We met at 4:00 AM and started out in the dark, reaching Allison Saddle just about sunrise. From the saddle, we took the unmaintained Coldwater Trail on the right. The first mile was Washout Alley, with several somewhat dangerous washouts that must be passed. Then, the trail got much better passing above Widman Ranch with notoriously unfriendly residents. Dima Kogan and other people have trimmed back the yucca in places, but I managed to get a yucca needle broken off in my pinky toe. At the end of the trail, we dropped about 40' into Dry Gulch using a hand line someone had left there a long time ago. The rope wasn't in great shape, but we tested it and used it to aid our descent. Dry Gulch was relatively open without many obstacles. We continued up the gulch until we found a slope on the Gold Dollar Ridge that looked relatively free of brush. The slope was surprisingly steep and we spent a fair amount of time on all fours (mountain climbers) to make progress. Fortunately, the soil was soft and full of pine needles so we didn't slide back as much as we would have on hard dirt.

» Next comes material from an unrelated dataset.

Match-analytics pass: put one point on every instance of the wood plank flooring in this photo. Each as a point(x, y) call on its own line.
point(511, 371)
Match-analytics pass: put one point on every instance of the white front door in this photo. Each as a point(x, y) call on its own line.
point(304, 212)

We had Ze's GPS track (from the San Gabriel Forum) which showed us where to head toward the mine. We didn't follow the track exactly, going parallel a little higher on the ridge along an old trail. Where we intersected Ze's track was the first site of Gold Dollar ruins. Part of an ore hopper was there and some equipment I couldn't identify. Steel cables ran up and down the mountain from the site. From reading Dima's report, another major ruin site was below. The Garmin GPS had marked the mine higher up than our location. We decided to follow the steel cables up looking for the mine and more ruins. We used the cables in some places to assist our climb. About 300' up, we found a second site of ruins. It had some kind of sorter and mine car rails. The GPS mark for the mine was east of our location and we had to decide whether to head toward the Garmin mark or continue following the cable up. In the end, we decided to follow the cable. It was slow going but we followed it to the origin, anchored to a large dead tree. We didn't find any more ruins along the way. We were left wondering if anyone had found the mine. It is possible the mine itself is east of the steel cables or maybe all the adits have collapsed.
On the way up to San Antonio Ridge, we got intriguing views of Gunsight Notch and Big Iron. There is a huge vein of white rock running down from Iron that is not fully visible except from below. We took a break to fuel up before tackling Gunsight and the ridge for the second time this year. Henry and I were in agreement that the second part of the notch is the most difficult, even though the exposure is not as great. The rock on the second part seems much more loose. I took a few more photos of the third scrambling section consisting of white rock, sometimes called the Witch's Backbone. While it demands full attention, the ridge didn't seem as scary as the first time I did it. When we topped out on Iron, my stomach wasn't feeling great. I think maybe something in the sub sandwich I bought the day before had gone bad. In any case, I couldn't eat anything but a few cheezits and a butterscotch. Because of the cool weather, I had plenty of water and the descent was uneventful if slow, ending in the dark. We picked up 4 mylar balloons for the day. There may still be some missing pieces to the Gold Dollar Mine story.